Trading on the basis of UPSI

Trading window is required to be closed when the DPs are expected to be in possession of UPSI. The period for which trading window is closed is usually specified in the Code of Conduct framed under Prohibition of Insider Trading (PIT) Regulations. Intimation of trading window closure to stock exchange is not mandatory as closure of trading window is for insiders and not general public. Generally, for financial results, the trading window closure commences from 1st day following end of relevant quarter till 48 hours after the information becomes generally available. For matters other than financial results, the window should be closed from the time UPSI generates. Intimation to stock exchange under Reg. 29 is subsequent. The purpose of intimation is to inform all shareholders about the proposed action of the Company in order to enable them to adjust their holdings. There is no nexus between period of trading window closure and intimation under Regulation 29.

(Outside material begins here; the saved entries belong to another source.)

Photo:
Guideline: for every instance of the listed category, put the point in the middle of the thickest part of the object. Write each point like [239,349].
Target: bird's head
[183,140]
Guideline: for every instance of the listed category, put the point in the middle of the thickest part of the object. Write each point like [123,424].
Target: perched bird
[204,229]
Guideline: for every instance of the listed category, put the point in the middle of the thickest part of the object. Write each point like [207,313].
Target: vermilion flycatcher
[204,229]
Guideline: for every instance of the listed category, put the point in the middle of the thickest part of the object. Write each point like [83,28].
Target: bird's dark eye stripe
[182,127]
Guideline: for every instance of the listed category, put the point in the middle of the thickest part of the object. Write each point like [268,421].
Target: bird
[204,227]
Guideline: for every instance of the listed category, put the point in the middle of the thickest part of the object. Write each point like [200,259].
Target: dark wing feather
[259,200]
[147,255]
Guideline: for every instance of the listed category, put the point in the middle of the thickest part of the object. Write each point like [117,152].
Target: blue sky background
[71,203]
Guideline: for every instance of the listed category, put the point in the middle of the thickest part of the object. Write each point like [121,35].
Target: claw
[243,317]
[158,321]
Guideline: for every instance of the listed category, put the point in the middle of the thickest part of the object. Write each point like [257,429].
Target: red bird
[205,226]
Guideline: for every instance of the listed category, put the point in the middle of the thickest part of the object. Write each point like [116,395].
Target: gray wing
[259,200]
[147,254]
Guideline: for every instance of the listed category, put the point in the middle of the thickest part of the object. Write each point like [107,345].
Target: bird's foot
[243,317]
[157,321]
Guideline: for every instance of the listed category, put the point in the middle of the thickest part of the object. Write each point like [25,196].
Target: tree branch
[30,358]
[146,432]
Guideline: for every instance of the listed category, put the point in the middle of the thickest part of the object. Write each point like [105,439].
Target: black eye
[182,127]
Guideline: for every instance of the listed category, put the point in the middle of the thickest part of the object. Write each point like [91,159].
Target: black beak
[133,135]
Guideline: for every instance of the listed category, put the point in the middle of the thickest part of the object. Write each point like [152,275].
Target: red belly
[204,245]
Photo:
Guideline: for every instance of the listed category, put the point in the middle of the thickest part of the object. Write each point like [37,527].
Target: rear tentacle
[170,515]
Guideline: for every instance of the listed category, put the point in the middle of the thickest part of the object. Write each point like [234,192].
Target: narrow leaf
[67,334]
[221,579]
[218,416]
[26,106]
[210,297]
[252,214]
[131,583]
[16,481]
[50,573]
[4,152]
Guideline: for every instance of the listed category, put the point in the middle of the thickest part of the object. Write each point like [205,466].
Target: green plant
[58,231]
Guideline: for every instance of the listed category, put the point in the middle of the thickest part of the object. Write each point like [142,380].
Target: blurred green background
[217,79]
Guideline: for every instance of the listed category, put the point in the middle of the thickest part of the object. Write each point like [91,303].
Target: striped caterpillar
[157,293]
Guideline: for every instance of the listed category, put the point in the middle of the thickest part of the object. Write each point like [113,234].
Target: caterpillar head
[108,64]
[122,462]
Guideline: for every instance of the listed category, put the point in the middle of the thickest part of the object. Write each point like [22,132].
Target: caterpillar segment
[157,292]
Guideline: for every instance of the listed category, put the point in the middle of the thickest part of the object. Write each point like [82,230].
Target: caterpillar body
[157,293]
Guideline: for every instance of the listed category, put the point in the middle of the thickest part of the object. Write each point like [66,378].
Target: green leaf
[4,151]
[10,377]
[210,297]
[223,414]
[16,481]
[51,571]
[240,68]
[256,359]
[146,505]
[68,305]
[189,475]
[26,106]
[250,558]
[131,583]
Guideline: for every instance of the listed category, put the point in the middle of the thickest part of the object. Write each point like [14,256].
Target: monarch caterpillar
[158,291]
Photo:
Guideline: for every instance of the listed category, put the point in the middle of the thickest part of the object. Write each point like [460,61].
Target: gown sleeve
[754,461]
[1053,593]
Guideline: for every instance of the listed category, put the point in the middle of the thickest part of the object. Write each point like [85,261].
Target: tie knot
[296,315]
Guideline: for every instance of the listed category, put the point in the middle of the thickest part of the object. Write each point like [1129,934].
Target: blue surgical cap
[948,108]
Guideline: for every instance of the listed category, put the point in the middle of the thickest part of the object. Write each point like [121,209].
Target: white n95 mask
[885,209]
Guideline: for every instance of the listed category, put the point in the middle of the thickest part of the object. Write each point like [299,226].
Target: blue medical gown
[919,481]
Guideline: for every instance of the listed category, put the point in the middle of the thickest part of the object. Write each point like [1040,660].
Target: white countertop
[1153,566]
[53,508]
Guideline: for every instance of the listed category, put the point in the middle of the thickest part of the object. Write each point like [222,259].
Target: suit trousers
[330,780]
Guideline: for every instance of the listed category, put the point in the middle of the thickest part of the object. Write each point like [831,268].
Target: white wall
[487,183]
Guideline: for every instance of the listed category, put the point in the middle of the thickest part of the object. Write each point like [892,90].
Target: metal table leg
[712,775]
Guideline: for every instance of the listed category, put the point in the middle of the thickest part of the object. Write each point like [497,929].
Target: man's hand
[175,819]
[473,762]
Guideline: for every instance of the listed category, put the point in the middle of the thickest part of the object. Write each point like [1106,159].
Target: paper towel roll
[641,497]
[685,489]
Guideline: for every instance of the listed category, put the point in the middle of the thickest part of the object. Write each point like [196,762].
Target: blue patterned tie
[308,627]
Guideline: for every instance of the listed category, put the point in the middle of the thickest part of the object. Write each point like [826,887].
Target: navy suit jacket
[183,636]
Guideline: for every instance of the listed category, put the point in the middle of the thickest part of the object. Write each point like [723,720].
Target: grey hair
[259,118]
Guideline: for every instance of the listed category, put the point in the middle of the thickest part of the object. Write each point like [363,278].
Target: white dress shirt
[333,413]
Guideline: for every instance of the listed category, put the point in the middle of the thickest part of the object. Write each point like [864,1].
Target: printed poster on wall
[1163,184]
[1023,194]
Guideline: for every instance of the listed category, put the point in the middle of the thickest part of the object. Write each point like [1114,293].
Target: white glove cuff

Regulation 29(1) enlists items that are planned in advance as they have significant impact on market sentiments and consequentially, the market price. The higher the chance of variation in market price, the greater is the need to monitor and prohibit insider trading. Therefore, the role of compliance officer becomes onerous to ensure no false market is created and there is timely trading window closure to comply with requirement of law in letter and spirit.

All listed companies are required to abide with the following directions for maintaining confidentiality of UPSI as well as measures to deal with incidents of leakage of price sensitive/ material information.

  • All listed companies to disseminate the material information/event as soon as it become credible and concrete for maintaining information symmetry in the market.
  • Listed companies may choose to disseminate any material information/ events where there is likelihood of crystallization of such events/ information but finality has not been reached.
  • However, listed company may choose not to disclose the same to the Stock Exchanges only if,
  1. Non-Disclosure of such material information/event is in the interest of its stakeholders (for example, impending Joint Ventures, mergers, settlement of only one out of multiple labour disputes, etc.), and
  2. The listed company ensures the confidentiality of such information and that no part of the information is leaked.
  • All listed companies need to ensure strict compliance with Schedule A to the PIT Regulations to put in place processes/systems/controls to ensure that instances of leakage of material, price sensitive information do not occur and wherever possible, material, price sensitive information is disclosed as soon as such information is known with a certain reasonable level of correctness.
  • In line with clause 5 to the schedule A to the PIT Regulations, in the event of rumors noticed in media or on observation of information leakage through any media (including social media), the company shall immediately make appropriate and suitable disclosures through the Stock Exchanges.
  • The listed company shall immediately disclose the confidential/ material information to the Stock Exchanges in circumstances where the confidential/ material information has been inadvertently disclosed/ made known to a third party.